Ha tenido especial relevancia la noticia que días atrás corrió por los medios y las redes sociales, y que evidenciaba la errática política exterior del Gobierno de la nación en los despliegues de las Fuerzas Armadas: la retirada de la fragata Méndez Núñez de las maniobras del grupo de combate del portaaviones británico Prince of Wales, cuando los navíos lleguen a las calientes aguas cercanas a Taiwán. Se trata, en este caso, de ahorrarle un gesto descortés a Pekín, habida cuenta de que se ha convertido -todavía más- en socio principal de España.

El hecho, que parecía sabido por no pocos además de la Institución naval, viene a consolidar lo que va camino de convertirse en una tradición en la Armada, al menos mientras los rectores de la política internacional española sigan siendo los actuales. Hace ya seis años, el mismo buque fue sometido a igual indignidad, al ser apeado del grupo de combate del portaaviones norteamericano A. Lincoln, en su paso por aguas de Oriente Próximo, evitando que llegara a cruzar, siquiera, el Estrecho de Ormuz. La molestia que se quería evitar, o el riesgo, fue en este caso la de Irán. 

Si lo de hace seis años fue sonado, y costó recuperar crédito y calmar las aguas -no olvidemos la apresurada retirada de Iraq y la conmoción diplomática que supuso para España-, lo de ahora no viene sino a ahondar en la misma llaga y a reabrir los puntos, todavía frescos.

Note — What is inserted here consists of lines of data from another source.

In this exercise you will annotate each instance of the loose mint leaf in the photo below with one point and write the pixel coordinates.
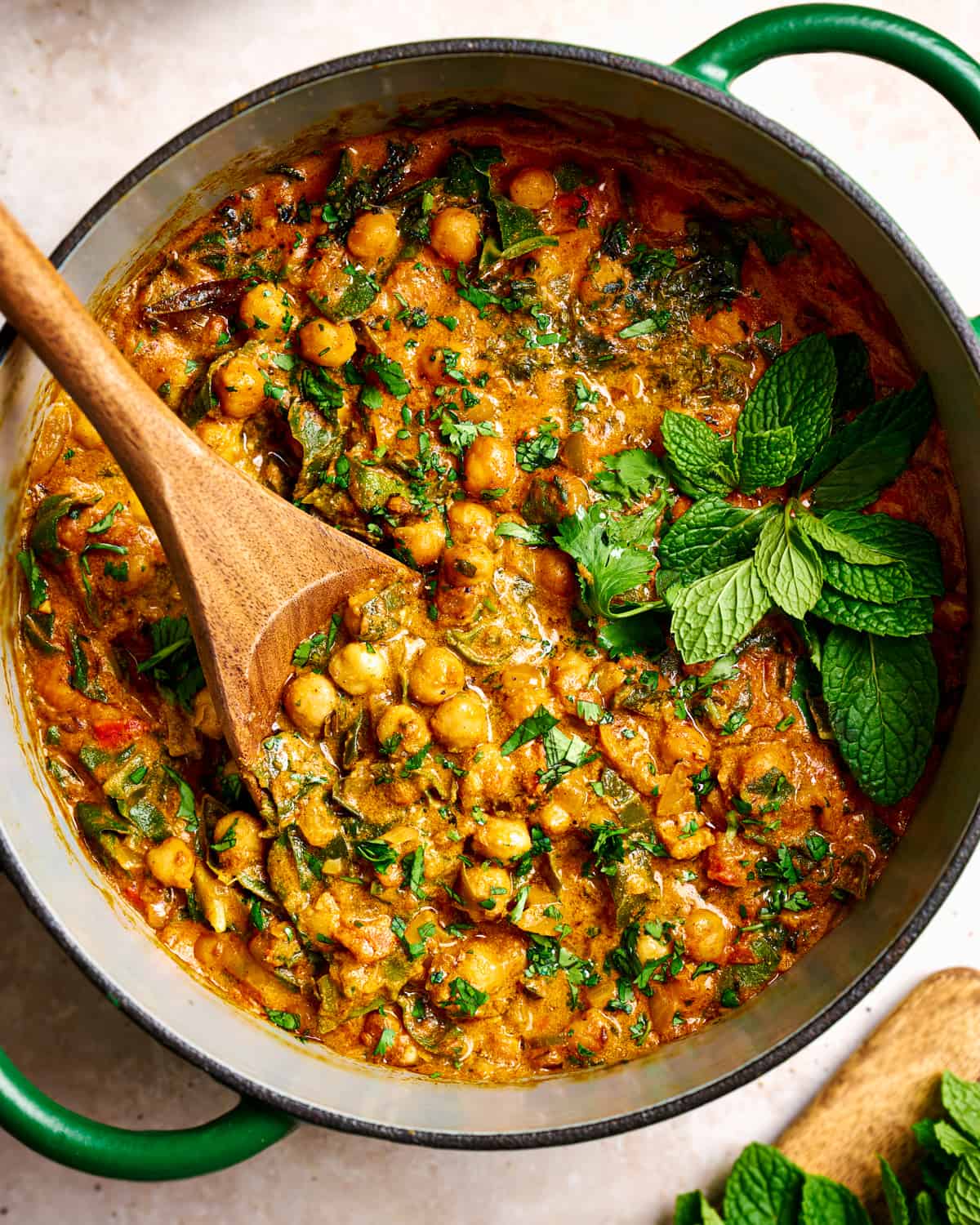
(894, 1197)
(788, 565)
(906, 543)
(795, 392)
(962, 1100)
(712, 534)
(697, 451)
(826, 1202)
(882, 696)
(612, 554)
(840, 541)
(764, 1188)
(713, 614)
(767, 458)
(855, 389)
(902, 620)
(858, 461)
(632, 636)
(952, 1141)
(630, 475)
(963, 1193)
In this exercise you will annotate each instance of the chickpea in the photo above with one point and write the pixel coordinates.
(461, 722)
(206, 717)
(372, 238)
(265, 311)
(554, 818)
(456, 234)
(359, 669)
(533, 188)
(706, 935)
(435, 676)
(172, 862)
(327, 345)
(242, 832)
(406, 723)
(485, 887)
(489, 778)
(310, 700)
(470, 522)
(554, 573)
(424, 541)
(467, 565)
(685, 744)
(490, 463)
(504, 838)
(240, 386)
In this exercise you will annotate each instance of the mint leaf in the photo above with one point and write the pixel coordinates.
(826, 1202)
(962, 1100)
(767, 458)
(796, 394)
(963, 1193)
(712, 534)
(630, 475)
(697, 452)
(952, 1141)
(858, 461)
(882, 698)
(715, 612)
(788, 565)
(894, 1197)
(764, 1188)
(838, 539)
(909, 544)
(855, 389)
(901, 620)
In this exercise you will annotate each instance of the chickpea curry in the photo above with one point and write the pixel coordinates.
(681, 632)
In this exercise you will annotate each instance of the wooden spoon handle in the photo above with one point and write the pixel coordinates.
(146, 439)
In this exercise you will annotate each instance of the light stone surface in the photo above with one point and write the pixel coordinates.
(87, 90)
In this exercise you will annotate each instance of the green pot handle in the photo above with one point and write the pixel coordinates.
(835, 27)
(118, 1153)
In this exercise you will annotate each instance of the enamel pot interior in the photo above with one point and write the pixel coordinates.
(66, 891)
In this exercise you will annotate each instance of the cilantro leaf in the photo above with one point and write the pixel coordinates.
(882, 697)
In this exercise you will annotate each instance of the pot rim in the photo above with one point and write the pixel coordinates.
(771, 1058)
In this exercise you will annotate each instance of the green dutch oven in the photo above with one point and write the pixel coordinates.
(279, 1080)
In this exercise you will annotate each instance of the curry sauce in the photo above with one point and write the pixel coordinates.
(517, 816)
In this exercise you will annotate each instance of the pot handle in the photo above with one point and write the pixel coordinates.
(71, 1139)
(835, 27)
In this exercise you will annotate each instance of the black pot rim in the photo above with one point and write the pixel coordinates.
(916, 923)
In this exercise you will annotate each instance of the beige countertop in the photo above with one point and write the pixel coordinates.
(88, 88)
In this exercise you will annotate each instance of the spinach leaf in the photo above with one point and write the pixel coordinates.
(788, 565)
(713, 614)
(712, 534)
(882, 698)
(826, 1202)
(764, 1188)
(795, 394)
(858, 461)
(700, 455)
(902, 620)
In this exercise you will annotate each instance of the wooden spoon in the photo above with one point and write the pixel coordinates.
(256, 575)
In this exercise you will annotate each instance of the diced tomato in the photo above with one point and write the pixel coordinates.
(115, 733)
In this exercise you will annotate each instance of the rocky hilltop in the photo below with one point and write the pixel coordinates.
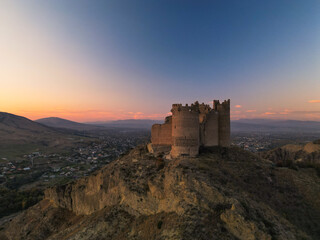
(225, 193)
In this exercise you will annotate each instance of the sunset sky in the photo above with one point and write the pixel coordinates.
(105, 60)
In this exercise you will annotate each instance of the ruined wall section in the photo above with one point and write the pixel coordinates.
(185, 131)
(211, 130)
(161, 136)
(224, 123)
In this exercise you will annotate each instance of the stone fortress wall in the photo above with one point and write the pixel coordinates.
(192, 127)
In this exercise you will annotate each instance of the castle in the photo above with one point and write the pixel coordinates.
(192, 127)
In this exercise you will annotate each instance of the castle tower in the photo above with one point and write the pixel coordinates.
(224, 122)
(185, 130)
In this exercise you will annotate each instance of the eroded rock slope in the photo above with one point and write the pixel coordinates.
(222, 194)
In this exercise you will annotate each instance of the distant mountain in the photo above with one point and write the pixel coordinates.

No es que la fiabilidad internacional, la confianza entre colegas y aliados, sea un dogma del que nadie se apea de cuando en cuando; “de pecadores está llena la Iglesia”, que decía el difunto papa Francisco, es que, una vez que te echas a un lado, cuesta lo indecible volver a salir en la foto sin parecer un dudoso de fe, un laxo de quien desconfiar. Lo que para muchos no ha sido más que una bien estudiada decisión, a lomos, sobre todo, de la inquina hacia los EEUU de Trump, y del ya aforismo “no tocar las narices a China”, para otros ha sido, sencillamente, un desprestigio. Los amigos no están sólo para pasear la chalana en aguas calmas y pescar juntos sin cuidado de ofensas ni desaires. A los amigos, si te has comprometido, se les acompaña hasta la puerta del infierno. Pero sólo si te has comprometido, por lo que, si no te seduce la propuesta, simplemente no vayas. No se trata de estar de acuerdo en todo y comulgar con lo que propongan los tipos duros de la Alianza, sino de ser consecuente, coherente. Maniobras, despliegues, ejercicios los hay a docenas, cada año. Seleccionar los más oportunos y convenientes no es tan difícil, ni supone demérito alguno descartar unos u otros en función de los intereses propios

A menos que la OTAN -y el resto de socios de España- se haya convertido en una “alianza líquida”, cosa que no lo parece, al menos por el momento, España no se puede permitir borrarse una y otra vez de la pizarra. No es, insisto, estar o no de acuerdo con el carácter de las maniobras, del fin último de las mismas, sino de conservar intacta la lealtad a los aliados, incluso a sabiendas de que, en el peor de los escenarios, alguno de ellos pudiera actuar de manera similar en un futuro. Cuando lo que está en juego es la virtud de la Armada, la profesionalidad y la fama de sus marinos, así como la imagen de España, las formas son esenciales. Las formas importan, sí, tanto como pueda imaginarse, o quizá más.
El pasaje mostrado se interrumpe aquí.